Using a scanning transmission electron microscope equipped with a precision heating stage, the team gradually raised the temperature above 1100 degrees Celsius. This made it possible to record thousands of high resolution images as the crystal evolved. Each image captured the positions of individual atoms, creating an unprecedented dataset of atomic motion during melting.

Analyzing this volume of data posed a major challenge. Tracking every atom across thousands of frames is not feasible using conventional image processing alone. To overcome this, the researchers employed neural network based analysis, trained on large sets of simulated atomic configurations. This allowed them to reliably identify atomic positions and correlations throughout the heating process.

The results revealed a narrow but clearly defined temperature window, roughly 25 degrees below the melting point, in which the crystal entered the hexatic phase. In this regime, atomic spacing became disordered, while angular relationships between neighboring atoms remained partially intact. Electron diffraction measurements independently confirmed this behavior, strengthening the conclusion that the observed state was not an artifact of imaging or analysis.

One of the most striking aspects of the study was how the phase transitions unfolded. Existing theories predicted that both the transition from solid to hexatic and from hexatic to liquid would occur smoothly. Instead, the researchers found a mixed picture. The transition from solid to hexatic was gradual, consistent with theoretical expectations. The transition from hexatic to liquid, however, was abrupt, resembling the sudden melting seen in bulk materials.

This observation suggests that melting in covalently bonded two dimensional crystals is more complex than previously assumed. It also highlights the limits of simplified theoretical models when applied to real materials with strong chemical interactions.
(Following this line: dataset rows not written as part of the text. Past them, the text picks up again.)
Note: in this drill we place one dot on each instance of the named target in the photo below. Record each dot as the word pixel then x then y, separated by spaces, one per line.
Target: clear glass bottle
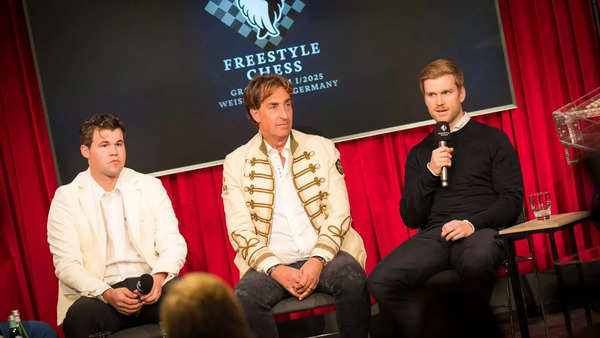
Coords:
pixel 13 328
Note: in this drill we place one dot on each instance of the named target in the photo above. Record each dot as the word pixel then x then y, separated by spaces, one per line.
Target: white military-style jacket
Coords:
pixel 77 235
pixel 249 193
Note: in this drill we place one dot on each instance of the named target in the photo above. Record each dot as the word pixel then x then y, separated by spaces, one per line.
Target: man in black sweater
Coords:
pixel 458 223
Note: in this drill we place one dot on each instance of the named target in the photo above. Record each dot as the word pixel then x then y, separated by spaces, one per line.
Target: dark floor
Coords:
pixel 555 323
pixel 556 326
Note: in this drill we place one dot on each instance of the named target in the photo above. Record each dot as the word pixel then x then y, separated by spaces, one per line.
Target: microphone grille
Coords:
pixel 442 131
pixel 145 284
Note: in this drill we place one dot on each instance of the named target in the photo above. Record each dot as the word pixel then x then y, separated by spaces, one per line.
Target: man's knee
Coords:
pixel 84 316
pixel 84 309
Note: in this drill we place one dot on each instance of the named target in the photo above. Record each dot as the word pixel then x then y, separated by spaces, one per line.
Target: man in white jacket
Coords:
pixel 107 228
pixel 288 217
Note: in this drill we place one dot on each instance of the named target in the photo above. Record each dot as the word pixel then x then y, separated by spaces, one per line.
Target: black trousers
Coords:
pixel 91 315
pixel 342 277
pixel 395 279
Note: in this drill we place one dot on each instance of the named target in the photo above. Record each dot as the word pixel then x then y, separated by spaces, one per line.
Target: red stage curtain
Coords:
pixel 27 177
pixel 554 58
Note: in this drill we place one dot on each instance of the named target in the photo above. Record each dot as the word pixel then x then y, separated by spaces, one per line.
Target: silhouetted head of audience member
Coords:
pixel 457 312
pixel 202 305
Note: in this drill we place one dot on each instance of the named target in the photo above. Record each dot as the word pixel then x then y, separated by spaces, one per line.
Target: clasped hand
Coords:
pixel 128 302
pixel 455 230
pixel 300 283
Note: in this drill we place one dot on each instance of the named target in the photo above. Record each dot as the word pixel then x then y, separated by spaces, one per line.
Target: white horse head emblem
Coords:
pixel 262 15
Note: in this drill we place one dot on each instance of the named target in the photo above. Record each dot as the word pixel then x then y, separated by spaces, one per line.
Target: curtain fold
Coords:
pixel 553 56
pixel 27 176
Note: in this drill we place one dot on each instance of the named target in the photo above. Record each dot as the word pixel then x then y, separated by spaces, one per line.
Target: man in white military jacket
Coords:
pixel 288 217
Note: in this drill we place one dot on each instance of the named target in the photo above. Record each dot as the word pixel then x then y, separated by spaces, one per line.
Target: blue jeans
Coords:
pixel 342 277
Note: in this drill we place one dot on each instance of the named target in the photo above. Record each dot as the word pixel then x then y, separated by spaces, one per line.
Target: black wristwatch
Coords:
pixel 320 258
pixel 271 269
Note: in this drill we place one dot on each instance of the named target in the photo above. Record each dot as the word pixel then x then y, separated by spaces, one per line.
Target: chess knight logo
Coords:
pixel 263 15
pixel 264 23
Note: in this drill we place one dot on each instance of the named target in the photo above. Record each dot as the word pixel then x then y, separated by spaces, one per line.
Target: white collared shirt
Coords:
pixel 292 235
pixel 122 259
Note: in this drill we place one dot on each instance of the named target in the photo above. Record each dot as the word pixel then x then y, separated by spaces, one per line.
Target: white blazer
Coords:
pixel 77 237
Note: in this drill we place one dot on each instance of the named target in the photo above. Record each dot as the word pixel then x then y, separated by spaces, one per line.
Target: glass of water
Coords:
pixel 540 205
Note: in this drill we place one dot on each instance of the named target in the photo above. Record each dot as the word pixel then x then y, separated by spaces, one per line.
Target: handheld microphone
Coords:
pixel 144 284
pixel 442 135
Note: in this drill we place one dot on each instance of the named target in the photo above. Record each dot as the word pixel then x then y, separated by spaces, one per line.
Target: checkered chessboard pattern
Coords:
pixel 230 15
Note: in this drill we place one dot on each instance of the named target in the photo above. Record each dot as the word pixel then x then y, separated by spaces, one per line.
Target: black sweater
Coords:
pixel 485 185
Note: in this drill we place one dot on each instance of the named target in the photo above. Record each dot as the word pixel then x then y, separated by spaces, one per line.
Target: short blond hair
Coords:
pixel 261 87
pixel 441 67
pixel 202 305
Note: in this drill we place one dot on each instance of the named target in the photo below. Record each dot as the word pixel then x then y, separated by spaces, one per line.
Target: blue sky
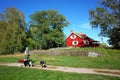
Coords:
pixel 75 11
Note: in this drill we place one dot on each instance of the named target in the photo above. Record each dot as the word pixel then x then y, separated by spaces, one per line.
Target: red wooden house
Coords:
pixel 80 40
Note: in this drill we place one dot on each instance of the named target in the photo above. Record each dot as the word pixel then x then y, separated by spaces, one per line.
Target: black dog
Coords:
pixel 43 64
pixel 28 63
From an engineering perspective, these findings matter because two dimensional materials are increasingly used in electronic, optical, and sensing devices. Thermal stability at the atomic scale can determine device performance, reliability, and failure modes. Understanding that melting may proceed through intermediate states opens new questions about how heat, defects, and mechanical stress interact in ultra thin systems.

More broadly, the work demonstrates how advances in microscopy and data analysis are changing what can be observed directly. Atomic resolution imaging combined with machine learning is making it possible to study phase transitions not as averaged bulk processes, but as sequences of individual atomic events.

As researchers continue to explore materials at reduced dimensions, discoveries like this are likely to become more common. What was once treated as a simple, universal transition now appears to depend strongly on dimensionality and bonding. For engineers designing the next generation of nanoscale devices, these details may prove just as important as the materials themselves.